What is the Line Of Best Fit

Line of best fit refers to a line through a scatter plot of data points that best expresses the relationship between those points. Statisticians typically use the least squares method to arrive at the geometric equation for the line, either though manual calculations or regression analysis software. A straight line will result from a simple linear regression analysis of two or more independent variables. A regression involving multiple related variables can produce a curved line in some cases.

1:00

Line Of Best Fit

BREAKING DOWN Line Of Best Fit

Line of best fit is one of the most important outputs of regression analysis. Regression refers to a quantitative measure of the relationship between one or more independent variables and a resulting dependent variable. Regression is of use to professionals in a wide range of fields from science and public service to financial analysis.

To perform a regression analysis, a statistician collects a set of data points, each including a complete set of dependent and independent variables. For example, the dependent variable could be a firm’s stock price and the independent variables could be the Standard and Poor’s 500 index and the national unemployment rate, assuming that the stock is not listed in the S&P 500. The sample set could be each of these three data sets for the past 20 years. On a chart, these data points would appear as scatter plot, a set of points that may or may not appear to be organized along any line. If a linear pattern is apparent, it may be possible to sketch a line of best fit that minimizes the distance of those points from that line. If no organizing axis is visually apparent, regression analysis can generate a line based on the least squares method. This method builds the line which minimizes the squared distance of each point from the line of best fit.

To determine the formula for this line, the statistician enters these three results for the past 20 years into a regression software application. The software produces a linear formula that expresses the causal relationship between the S&P 500, the unemployment rate, and the stock price of the company in question. This equation is the formula for the line of best fit. It is a predictive tool, providing analysts and traders with a mechanism to project the firm’s future stock price based on those two independent variables.
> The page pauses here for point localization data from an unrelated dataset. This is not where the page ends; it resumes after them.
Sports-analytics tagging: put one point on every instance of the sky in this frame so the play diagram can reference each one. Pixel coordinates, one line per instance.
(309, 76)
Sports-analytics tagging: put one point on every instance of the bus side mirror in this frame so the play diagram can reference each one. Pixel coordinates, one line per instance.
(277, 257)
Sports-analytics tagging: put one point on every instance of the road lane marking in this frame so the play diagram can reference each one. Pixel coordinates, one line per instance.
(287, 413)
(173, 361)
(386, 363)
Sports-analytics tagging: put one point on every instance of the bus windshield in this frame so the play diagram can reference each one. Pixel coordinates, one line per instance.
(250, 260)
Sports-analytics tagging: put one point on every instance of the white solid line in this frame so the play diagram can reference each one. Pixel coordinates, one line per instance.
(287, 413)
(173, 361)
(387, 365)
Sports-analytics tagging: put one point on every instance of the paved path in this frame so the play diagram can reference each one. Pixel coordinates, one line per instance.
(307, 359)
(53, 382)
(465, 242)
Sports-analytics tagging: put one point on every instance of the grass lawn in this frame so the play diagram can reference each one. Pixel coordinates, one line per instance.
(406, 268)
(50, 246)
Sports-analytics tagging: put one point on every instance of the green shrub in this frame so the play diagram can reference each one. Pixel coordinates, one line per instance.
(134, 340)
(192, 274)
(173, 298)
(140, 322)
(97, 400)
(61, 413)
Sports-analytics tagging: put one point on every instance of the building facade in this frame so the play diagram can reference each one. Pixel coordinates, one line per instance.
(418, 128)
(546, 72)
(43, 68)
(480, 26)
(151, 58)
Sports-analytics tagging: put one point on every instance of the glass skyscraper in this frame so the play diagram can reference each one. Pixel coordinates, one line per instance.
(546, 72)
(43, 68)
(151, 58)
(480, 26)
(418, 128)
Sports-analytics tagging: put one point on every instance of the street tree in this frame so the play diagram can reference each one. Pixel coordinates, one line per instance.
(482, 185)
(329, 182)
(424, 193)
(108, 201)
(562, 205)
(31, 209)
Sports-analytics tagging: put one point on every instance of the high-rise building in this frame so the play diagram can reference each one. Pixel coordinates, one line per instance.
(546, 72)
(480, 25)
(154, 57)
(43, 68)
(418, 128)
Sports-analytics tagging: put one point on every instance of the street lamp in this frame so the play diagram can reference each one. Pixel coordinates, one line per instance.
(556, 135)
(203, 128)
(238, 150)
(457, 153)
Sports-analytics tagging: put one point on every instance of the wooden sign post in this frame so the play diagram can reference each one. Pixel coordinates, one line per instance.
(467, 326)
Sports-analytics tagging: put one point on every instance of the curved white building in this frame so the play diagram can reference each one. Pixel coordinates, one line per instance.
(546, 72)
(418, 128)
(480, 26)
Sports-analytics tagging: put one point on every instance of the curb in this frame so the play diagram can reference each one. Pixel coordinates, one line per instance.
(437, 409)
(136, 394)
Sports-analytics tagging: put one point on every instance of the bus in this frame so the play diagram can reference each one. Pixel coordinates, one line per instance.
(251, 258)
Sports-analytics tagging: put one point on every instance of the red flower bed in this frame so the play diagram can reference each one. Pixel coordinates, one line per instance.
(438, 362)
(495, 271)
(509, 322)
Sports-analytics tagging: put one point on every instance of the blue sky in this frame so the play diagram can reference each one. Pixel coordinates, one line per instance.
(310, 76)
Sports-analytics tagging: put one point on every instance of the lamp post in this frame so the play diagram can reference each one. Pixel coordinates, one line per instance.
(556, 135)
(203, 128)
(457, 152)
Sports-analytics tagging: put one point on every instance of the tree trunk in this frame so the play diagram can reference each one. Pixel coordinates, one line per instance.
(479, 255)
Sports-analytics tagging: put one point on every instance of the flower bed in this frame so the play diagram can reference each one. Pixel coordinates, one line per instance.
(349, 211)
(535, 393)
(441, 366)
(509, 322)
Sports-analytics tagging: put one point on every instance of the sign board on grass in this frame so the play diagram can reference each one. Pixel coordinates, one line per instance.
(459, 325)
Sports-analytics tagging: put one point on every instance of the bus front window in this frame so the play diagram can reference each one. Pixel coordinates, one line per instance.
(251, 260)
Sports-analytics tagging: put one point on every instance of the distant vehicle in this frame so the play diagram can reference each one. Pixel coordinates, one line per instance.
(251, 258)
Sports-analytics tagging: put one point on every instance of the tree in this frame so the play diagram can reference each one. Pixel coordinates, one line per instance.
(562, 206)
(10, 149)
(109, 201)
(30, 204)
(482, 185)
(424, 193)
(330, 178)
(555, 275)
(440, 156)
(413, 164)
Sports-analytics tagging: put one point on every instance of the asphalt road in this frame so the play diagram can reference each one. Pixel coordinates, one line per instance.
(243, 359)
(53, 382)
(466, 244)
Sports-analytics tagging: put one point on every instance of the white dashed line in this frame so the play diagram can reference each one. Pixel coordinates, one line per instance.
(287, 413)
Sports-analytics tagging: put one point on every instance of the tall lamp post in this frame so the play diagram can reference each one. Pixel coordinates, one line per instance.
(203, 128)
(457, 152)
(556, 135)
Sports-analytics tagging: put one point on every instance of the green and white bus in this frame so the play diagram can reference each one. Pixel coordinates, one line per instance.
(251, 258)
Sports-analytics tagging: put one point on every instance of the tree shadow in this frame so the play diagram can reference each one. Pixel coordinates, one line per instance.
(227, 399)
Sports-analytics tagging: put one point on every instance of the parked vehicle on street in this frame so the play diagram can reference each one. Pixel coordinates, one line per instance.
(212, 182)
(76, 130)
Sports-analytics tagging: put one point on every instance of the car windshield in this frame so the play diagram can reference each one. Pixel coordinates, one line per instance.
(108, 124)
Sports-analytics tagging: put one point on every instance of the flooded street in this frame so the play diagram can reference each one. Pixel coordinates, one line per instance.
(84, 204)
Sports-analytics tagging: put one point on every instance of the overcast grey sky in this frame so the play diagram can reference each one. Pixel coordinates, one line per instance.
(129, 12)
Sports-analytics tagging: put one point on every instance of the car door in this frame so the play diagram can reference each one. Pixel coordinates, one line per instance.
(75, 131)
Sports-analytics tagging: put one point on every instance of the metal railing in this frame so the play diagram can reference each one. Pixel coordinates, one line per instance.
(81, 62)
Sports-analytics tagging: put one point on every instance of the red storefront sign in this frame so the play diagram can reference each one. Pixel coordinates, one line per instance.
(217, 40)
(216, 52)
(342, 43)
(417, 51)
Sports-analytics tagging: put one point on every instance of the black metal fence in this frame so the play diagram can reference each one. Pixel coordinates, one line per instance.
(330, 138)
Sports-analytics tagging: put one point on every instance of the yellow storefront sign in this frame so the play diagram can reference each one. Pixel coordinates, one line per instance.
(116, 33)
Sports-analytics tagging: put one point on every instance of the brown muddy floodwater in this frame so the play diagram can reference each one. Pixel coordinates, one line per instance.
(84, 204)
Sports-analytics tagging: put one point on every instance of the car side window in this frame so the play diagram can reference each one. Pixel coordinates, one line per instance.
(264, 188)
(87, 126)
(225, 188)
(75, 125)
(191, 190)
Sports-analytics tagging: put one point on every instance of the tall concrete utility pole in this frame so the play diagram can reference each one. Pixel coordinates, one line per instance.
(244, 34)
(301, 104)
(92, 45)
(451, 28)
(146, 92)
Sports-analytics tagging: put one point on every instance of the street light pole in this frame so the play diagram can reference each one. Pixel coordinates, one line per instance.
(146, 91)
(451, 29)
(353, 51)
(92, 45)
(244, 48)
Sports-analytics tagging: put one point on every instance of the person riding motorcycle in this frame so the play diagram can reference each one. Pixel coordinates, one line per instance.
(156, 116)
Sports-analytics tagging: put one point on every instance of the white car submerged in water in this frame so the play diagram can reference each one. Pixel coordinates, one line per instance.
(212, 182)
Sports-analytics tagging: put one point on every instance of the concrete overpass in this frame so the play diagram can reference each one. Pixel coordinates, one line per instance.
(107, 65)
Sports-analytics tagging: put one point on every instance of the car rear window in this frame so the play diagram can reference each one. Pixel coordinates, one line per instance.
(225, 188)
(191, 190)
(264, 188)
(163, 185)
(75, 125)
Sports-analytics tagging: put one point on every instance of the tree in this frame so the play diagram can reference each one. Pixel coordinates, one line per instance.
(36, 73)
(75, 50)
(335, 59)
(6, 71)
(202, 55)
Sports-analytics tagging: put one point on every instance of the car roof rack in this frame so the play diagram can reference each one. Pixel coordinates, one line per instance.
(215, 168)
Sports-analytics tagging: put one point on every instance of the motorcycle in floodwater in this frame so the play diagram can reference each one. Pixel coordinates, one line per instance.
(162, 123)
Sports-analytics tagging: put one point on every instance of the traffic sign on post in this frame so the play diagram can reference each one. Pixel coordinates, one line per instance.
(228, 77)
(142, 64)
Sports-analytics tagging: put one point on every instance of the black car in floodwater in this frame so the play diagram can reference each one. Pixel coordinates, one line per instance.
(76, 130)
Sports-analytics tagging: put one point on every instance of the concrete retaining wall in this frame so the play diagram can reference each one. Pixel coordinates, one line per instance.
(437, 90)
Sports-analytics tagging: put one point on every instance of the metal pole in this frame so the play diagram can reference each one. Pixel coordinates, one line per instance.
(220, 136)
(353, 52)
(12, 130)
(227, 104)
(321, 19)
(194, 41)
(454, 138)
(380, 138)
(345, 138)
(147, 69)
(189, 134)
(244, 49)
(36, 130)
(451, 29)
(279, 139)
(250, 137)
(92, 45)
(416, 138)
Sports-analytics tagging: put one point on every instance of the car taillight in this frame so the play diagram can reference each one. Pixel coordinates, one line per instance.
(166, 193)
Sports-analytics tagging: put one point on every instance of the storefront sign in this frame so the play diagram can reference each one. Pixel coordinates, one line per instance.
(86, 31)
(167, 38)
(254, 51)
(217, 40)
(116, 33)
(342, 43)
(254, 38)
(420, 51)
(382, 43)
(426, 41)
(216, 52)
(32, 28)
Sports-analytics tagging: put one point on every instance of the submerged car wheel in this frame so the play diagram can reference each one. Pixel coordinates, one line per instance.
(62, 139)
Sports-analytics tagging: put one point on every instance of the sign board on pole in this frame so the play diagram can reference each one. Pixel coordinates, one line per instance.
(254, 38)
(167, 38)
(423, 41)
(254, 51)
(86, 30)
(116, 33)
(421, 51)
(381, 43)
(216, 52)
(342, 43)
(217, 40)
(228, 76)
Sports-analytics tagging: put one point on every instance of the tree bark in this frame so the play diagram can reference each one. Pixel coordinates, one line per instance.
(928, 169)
The Line of Best Fit Equation and Its Components

A regression with two independent variables such as the example discussed above will produce a formula with this basic structure:

y= c + b1(x1) + b2(x2)

In this equation, y is the dependent variable, c is a constant, b1 is the first regression coefficient and x1 is the first independent variable. The second coefficient and second independent variable are b2 and x2. Drawing from the above example, the stock price would be y, the S&P 500 would be x1 and the unemployment rate would be x2. The coefficient of each independent variable represents the degree of change in y for each additional unit in that variable. If the S&P 500 increases by one, the resulting y or share price will go up by the amount of the coefficient. The same is true for the second independent variable, the unemployment rate. In a simple regression with one independent variable, that coefficient is the slope of the line of best fit. In this example or any regression with two independent variables the slope is a mix of the two coefficients. The constant c is the y-intercept of the line of best fit.